Posted on: 01st Jul, 2009 03:35 pm
I am a first time home buyer looking to take advantage of the market and the 8K rebate. I found a property (loft - (condo) and it's a fantastic deal (short sale with a local bank). Unfortunately the developer stuck the HOA with a huge water bill and there is a special assessment through April 2010. Even knowing the details and having the seller's commitment in writing to pay off the entire assessment, no investors will approve it for FHA spot approval. While I can afford to put the required 10% down for a conventional loan, other than avoiding the up front MI, are there any benefits other than a lower mortgage payment? Is the appeal of FHA for my situation - 786 FICO and 140K loan - too great that I should just forget about this property and get one that is FHA-approved? With the recent announcement of no more spot approvals that means I need an FHA approved condo property and none in the area interest me. I am not interested in buying a house at this time and I can't afford a 20% down payment to avoid PMI altogether.
Posted on: 04th Aug, 2009 02:44 pm
i'm not sure i understand the allure of an fha loan for someone with a 786 credit score - the loan amount would affect nothing, anyway, i think.

with an fha loan, you do not avoid the mortgage insurance premium, and with your credit, mortgage insurance on a conventional loan isn't going to be prohibitively high.

sorry...just saw your noted "while i can afford to put the required 10% down..." - which leads me to believe you are enticed by the 3.5% required by fha.

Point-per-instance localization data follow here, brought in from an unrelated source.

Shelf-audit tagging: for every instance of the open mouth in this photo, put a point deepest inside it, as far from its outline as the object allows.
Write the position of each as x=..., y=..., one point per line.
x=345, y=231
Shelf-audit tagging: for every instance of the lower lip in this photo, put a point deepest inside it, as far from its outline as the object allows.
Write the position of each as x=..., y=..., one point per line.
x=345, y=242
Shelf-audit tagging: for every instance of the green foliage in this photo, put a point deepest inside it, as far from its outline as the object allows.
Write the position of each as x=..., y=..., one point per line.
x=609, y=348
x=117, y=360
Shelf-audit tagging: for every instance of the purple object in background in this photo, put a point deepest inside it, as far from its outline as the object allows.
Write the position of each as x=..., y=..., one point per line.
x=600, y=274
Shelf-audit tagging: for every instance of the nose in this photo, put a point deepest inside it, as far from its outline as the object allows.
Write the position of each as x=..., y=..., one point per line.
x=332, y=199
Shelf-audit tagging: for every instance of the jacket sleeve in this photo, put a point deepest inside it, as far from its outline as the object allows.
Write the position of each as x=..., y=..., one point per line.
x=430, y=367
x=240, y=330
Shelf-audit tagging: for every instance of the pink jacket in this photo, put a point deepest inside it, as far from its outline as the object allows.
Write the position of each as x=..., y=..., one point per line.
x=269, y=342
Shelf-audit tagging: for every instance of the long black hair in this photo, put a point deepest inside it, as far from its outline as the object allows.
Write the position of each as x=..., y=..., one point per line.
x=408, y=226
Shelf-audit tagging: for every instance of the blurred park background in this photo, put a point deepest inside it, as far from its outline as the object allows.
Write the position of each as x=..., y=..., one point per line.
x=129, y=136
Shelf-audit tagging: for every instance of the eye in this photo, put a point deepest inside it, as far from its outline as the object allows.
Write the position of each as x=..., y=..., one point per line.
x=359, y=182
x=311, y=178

i don't think you'll get a satisfactory answer from any of us on here and i think that because you've got your heart set on that particular condo, and what you see elsewhere is not comparable, it appears. if this property is that important to you, then i'd opine that you have left yourself little choice.
Posted on: 05th Aug, 2009 07:36 am
i just purchased a place in NJ and everywhere I went to the condo rates were higher by .25. With that in mind I was a primer buyer with credit score of over 800 with assets, 30% down and a good job. i was told that condos are a greater risk to the lender thats why they hedge their bet with a higher rate.
Posted on: 27th Aug, 2009 11:03 am
In some instances yes. However, I am in NJ and I know for a fact that I can get a loan for my customers without a rate adjustment for a condo.